OESP, Notas e Informacoes, p.A3
22 de Abr de 2005

Perdões em profusão
"Vai levar muitos anos para que a gente consiga devolver aquilo que um dia foi tirado de vocês." Estas palavras foram dirigidas pelo presidente Lula a 27 líderes indígenas, depois da homologação, na semana passada, da Reserva Raposa Serra do Sol, em Roraima - uma área maior do que o Estado de Sergipe para 14 mil índios -, e da homologação de mais cinco reservas na comemoração do "Dia do Índio", a saber: a São Sebastião, de 61 mil hectares para 224 índios kokamas; a Espírito Santo, de 33,8 mil hectares para 121 índios kokamas; a Tabalascada, de 13 mil hectares para 301 índios wapixanas e makuxis; a Awá, de 116,5 mil hectares para 198 índios guajás; e a Maranduba, de 375 mil hectares para 31 índios karajás - num total de 599 mil hectares para 875 índios.

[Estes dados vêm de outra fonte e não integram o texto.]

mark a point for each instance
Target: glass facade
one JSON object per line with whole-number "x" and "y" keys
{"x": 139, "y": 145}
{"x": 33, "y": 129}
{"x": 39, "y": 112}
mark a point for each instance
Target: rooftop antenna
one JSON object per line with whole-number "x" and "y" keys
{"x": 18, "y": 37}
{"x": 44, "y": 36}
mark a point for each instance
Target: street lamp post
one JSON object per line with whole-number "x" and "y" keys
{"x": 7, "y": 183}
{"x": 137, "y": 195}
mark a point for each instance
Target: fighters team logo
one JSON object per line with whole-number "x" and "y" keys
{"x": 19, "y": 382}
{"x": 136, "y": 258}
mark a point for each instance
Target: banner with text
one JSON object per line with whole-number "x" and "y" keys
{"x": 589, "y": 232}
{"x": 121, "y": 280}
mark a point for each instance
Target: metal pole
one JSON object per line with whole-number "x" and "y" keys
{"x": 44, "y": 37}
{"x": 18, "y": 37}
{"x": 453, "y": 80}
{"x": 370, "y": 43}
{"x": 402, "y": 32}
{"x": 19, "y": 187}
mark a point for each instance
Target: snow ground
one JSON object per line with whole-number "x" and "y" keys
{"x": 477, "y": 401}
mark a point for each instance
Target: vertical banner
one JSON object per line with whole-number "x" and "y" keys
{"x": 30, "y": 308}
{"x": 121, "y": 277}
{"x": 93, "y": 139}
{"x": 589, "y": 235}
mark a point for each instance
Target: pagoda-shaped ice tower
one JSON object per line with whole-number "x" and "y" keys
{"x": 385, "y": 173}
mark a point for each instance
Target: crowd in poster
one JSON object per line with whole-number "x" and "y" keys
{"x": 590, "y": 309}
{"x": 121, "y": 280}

Na verdade, para "devolver aquilo que um dia foi tirado" dos índios, nos últimos 500 anos, o governo Lula precisaria transformar todo o território nacional em reserva indígena e, quem sabe, passar o poder político-administrativo de Pindorama aos descendentes legítimos dos habitantes pré-cabralinos - se bem que a disputa da chefia de Estado e governo de uma eventual República dos Povos Indígenas pudesse provocar uma guerra entre as diversas etnias de conseqüências mais devastadoras do que seus contatos com o conquistador branco. Infelizmente, a história das civilizações tem implicado a substituição (e até extinção) de umas pelas outras, em processos de gradação desigual de violências, no que o mais difícil tem sido a preservação de convivência pacífica de povos diferentes (ou em estágios distantes de evolução) num mesmo território.
Talvez mais consciente, do que o presidente, das reais dificuldades em "devolver aquilo que um dia foi tirado" dos índios, o ministro da Justiça, Márcio Thomaz Bastos, descobriu a solução na fórmula em moda de "pedir, oficialmente, perdão", já adotada pelo presidente Lula, no Senegal, referindo-se ao cruel regime de escravidão que, como quase todos os povos do mundo, de todas as raças, desde priscas eras, tivemos em nosso território. Não há malefício a apontar em pedidos de perdão - se bem que a profusão deles esvazie seu próprio sentido. Mas em relação aos índios há débitos mais recentes - e certamente imperdoáveis - como o das mortes por desnutrição, em janeiro e fevereiro, de 15 crianças guaranis nas aldeias de Dourados, Mato Grosso do Sul (região em que a mortalidade infantil anual chega a 64 por mil, enquanto a média nacional é de 25 por mil). Se a terra foi tirada de seus antepassados, o mínimo que o Estado brasileiro pode fazer pelos indígenas, hoje, é ajudá-los a ter saúde e sobreviver.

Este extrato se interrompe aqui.